Chunee
Chunee (born around 1808 in India , † February 23, 1826 in London ) was a male Indian elephant who first appeared on stage and later became a zoo attraction. He was shot in his cage when he could no longer be controlled.
origin
Chunee probably grew up in captivity in India and was bought by Captain Hay in 1810 and shipped from Bombay to England. At that time the animal was about two or three years old. Hay sold the elephant to Astley's Circus immediately upon arrival . This circus loaned the elephant for 900 guineas to the Covent Garden Theater , where he was to appear in the play Harlequin and Columbine .
Chunee in the theater
With the engagement of an elephant, Henry Harris, the theater's manager, followed a trend of the times to have trained animals appear on the stage. The Sultan of Kashmir was to ride on the stage on Chunee's back and then dismount after the elephant had kneeled. But on his first appearance in 1811, Chunee was panicked by the noise from the audience, jumped up before the actor and the Indian elephant driver, who was sitting on his neck, could dismount, and stormed off the stage. No one was seriously injured in the incident, but the press reacted with scorn and derision to Henry Harris' experiment. But he was not discouraged, and eventually Chunee got used to the applause and whistles of the audience. However, he always remained nervous on stage, which was reflected in loud flatulence . The audience was not exactly happy about this, but on the other hand they were amused when the elephant hit the trunk or swept off the neck of the man who plagued him with an iron hook. After forty appearances, Chunee's stage career was over. Astley's Circus owned enough other elephants and refrained from having Chunee perform. In 1812, the elephant was owned by Edward Cross and Stephen Polito, who ran an indoor zoo at Exeter Change House.

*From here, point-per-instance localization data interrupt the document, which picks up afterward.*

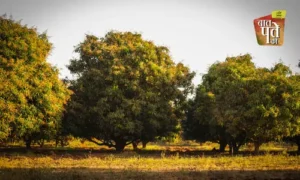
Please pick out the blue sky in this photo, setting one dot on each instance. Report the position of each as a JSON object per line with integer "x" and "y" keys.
{"x": 198, "y": 33}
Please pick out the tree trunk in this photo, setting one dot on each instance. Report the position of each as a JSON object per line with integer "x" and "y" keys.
{"x": 144, "y": 143}
{"x": 28, "y": 143}
{"x": 256, "y": 147}
{"x": 223, "y": 145}
{"x": 120, "y": 145}
{"x": 234, "y": 148}
{"x": 298, "y": 144}
{"x": 135, "y": 145}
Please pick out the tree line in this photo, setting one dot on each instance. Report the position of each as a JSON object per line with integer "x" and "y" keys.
{"x": 128, "y": 90}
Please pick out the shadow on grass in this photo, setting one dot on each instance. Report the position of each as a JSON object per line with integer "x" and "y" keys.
{"x": 83, "y": 153}
{"x": 94, "y": 173}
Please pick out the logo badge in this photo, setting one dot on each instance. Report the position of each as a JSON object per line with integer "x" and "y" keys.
{"x": 270, "y": 29}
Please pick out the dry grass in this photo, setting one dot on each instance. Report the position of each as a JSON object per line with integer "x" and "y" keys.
{"x": 84, "y": 160}
{"x": 130, "y": 166}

The Exeter Change Menagerie
In 1793 Gilbert Pidcock , who had initially operated a traveling menagerie , set up a zoo in a four-story building on The Strand in London . The building, Exeter Change , was named after its predecessor on this site, Exeter House, which had partially supplied the building materials. Probably Pidcock had initially only acquired the building as winter quarters for his animals and showmen and then discovered that it was more lucrative to use it as a zoo. Shops were located on the ground floor, and the animal cages were on the three upper floors. Pidcock started his zoo with a rhinoceros, a zebra, a kangaroo, a lynx and various birds and gradually increased his populations.
How the rhinoceros and, in 1812, the elephant Chunee got to the first floor is unknown. The supporting structure under Chunee's cage was stabilized to support the weight of the animal, but the rest of the building was not.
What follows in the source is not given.